Autonomiczna taksówka potrąciła pieszą. Skomplikowana sprawa zza oceanu
Taksówki jeżdżące bez kierowcy stały się faktem. Autonomiczne pojazdy od niedawna świadczą już usługi przewozu osób m.in. w San Francisco. Jak to w ruchu drogowym bywa - wypadki się zdarzają. Pojazd jednego z operatorów wziął udział w paskudnym zdarzeniu z udziałem pieszej. Robotaksówka przejechała kobietę i zatrzymała się na jej nodze. Sprawa nie jest jednak tak prosta - piesza została bowiem potrącona wcześniej przez "prawdziwego" kierowcę.
Autonomiczne taksówki z San Francisco
Samojeżdżące auta pokonują dziennie setki kilometrów i wożą już pasażerów w Kalifornii. Wyjazd autonomicznych taksówek na drogi publiczne wymagał szeregu zezwoleń i spotkał się z krytyką sceptyków, którzy w prowadzonych przez komputer pojazdach widzą niebezpieczeństwo. Ten incydent z pewnością nie poprawi wizerunku operatora Cruise - największej obok Waymofirmy oferującej autonomiczne przewozy.
Co wydarzyło się na jednej z ulic San Francisco? Z ustaleń służb i relacji świadków, które przytacza Telegraph wynika, że kobieta przechodząca przez jezdnię została potrącona przez kierowcę samochodu. Na razie mówimy jednak o prawdziwym, żywym kierowcy, który popełnił błąd, a następnie uciekł z miejsca zdarzenia. Pech chciał, że poszkodowana trafiła wprost na jadącą, autonomiczną taksówkę. Nim ta zareagowała, kobieta ponownie znalazła się pod kołami, tym razem zupełnie dosłownie. Pozbawiony kierowcy pojazd zatrzymał się stojąc na jej nodze.
Wypadek z udziałem autonomicznego samochodu
Trudno mieć więc pretensję do robotaksówki, że nie zahamowała przed pieszą - żywy kierowca również nie dałby rady zareagować tak szybko. Problem w tym, że autonomiczny pojazd przygniótł poszkodowaną do ziemi i ani myślał ruszyć z miejsca. Po kolizji został bowiem zdalnie wyłączony przez operatora.
Kobieta została uwolniona dopiero po interwencji straży pożarnej. Taksówka musiała zostać podniesiona, by ratownicy mogli zabrać pieszą do szpitala. Jej stan oceniono jako krytyczny.
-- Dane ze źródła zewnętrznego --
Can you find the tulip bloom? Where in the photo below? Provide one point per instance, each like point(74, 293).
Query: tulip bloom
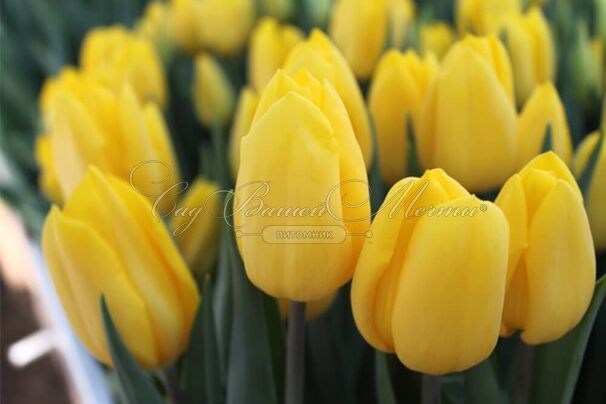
point(485, 16)
point(433, 270)
point(118, 57)
point(195, 224)
point(86, 128)
point(551, 272)
point(398, 90)
point(437, 38)
point(245, 110)
point(468, 125)
point(363, 47)
point(213, 92)
point(269, 46)
point(532, 52)
point(106, 242)
point(301, 175)
point(596, 199)
point(543, 109)
point(323, 61)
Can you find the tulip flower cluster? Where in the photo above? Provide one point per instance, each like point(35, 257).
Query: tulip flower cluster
point(244, 149)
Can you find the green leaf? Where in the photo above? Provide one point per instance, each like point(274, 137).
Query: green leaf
point(135, 384)
point(481, 384)
point(587, 174)
point(385, 393)
point(547, 139)
point(250, 374)
point(414, 168)
point(557, 364)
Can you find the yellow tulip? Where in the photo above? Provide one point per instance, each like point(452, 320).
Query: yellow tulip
point(245, 110)
point(313, 309)
point(224, 25)
point(543, 109)
point(437, 38)
point(270, 43)
point(118, 57)
point(398, 89)
point(119, 135)
point(596, 198)
point(195, 224)
point(48, 180)
point(106, 242)
point(436, 260)
point(532, 52)
point(302, 147)
point(485, 16)
point(551, 270)
point(185, 21)
point(359, 29)
point(323, 61)
point(468, 124)
point(213, 92)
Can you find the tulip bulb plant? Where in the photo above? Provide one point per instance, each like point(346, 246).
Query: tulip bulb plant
point(318, 201)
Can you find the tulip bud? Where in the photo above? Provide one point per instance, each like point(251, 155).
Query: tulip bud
point(398, 90)
point(48, 177)
point(437, 260)
point(185, 21)
point(195, 225)
point(436, 38)
point(532, 52)
point(85, 130)
point(551, 270)
point(484, 16)
point(106, 242)
point(542, 110)
point(468, 123)
point(323, 61)
point(313, 309)
point(247, 105)
point(301, 236)
point(596, 197)
point(118, 57)
point(213, 92)
point(269, 45)
point(224, 25)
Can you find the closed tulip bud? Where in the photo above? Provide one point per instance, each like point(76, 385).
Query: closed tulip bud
point(48, 180)
point(322, 60)
point(247, 105)
point(224, 25)
point(185, 21)
point(195, 224)
point(551, 252)
point(118, 57)
point(213, 92)
point(313, 309)
point(532, 52)
point(316, 186)
point(85, 131)
point(596, 197)
point(542, 110)
point(484, 16)
point(398, 90)
point(436, 38)
point(106, 242)
point(468, 124)
point(437, 260)
point(269, 45)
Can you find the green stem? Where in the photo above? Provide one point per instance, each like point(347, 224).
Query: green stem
point(295, 353)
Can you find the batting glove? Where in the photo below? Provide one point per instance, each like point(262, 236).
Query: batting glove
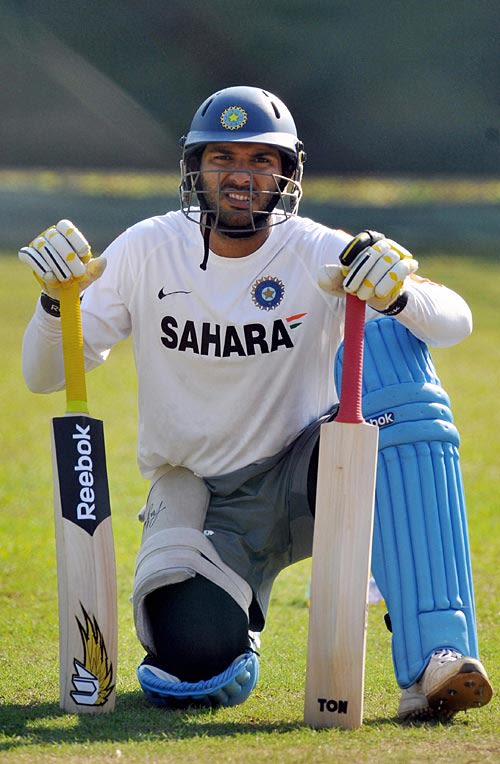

Robotaksówki będą miały kłopoty?
Firma Cruise współpracuje ze służbami w celu wyjaśnienia przebiegu całego zdarzenia. Dzięki temu, że mówimy o autonomicznym pojeździe, możemy mieć pewność, że zostało ono dobrze udokumentowane. To nie jedyny, choć najgroźniejszy incydent związany z autonomicznymi taksówkami po tym, jak dostały one pozwolenie na jazdę po drogach publicznych. Można powiedzieć, że jak na razie robotaksówki mają pod górkę i to nie tylko dlatego, że poruszają się po San Francisco.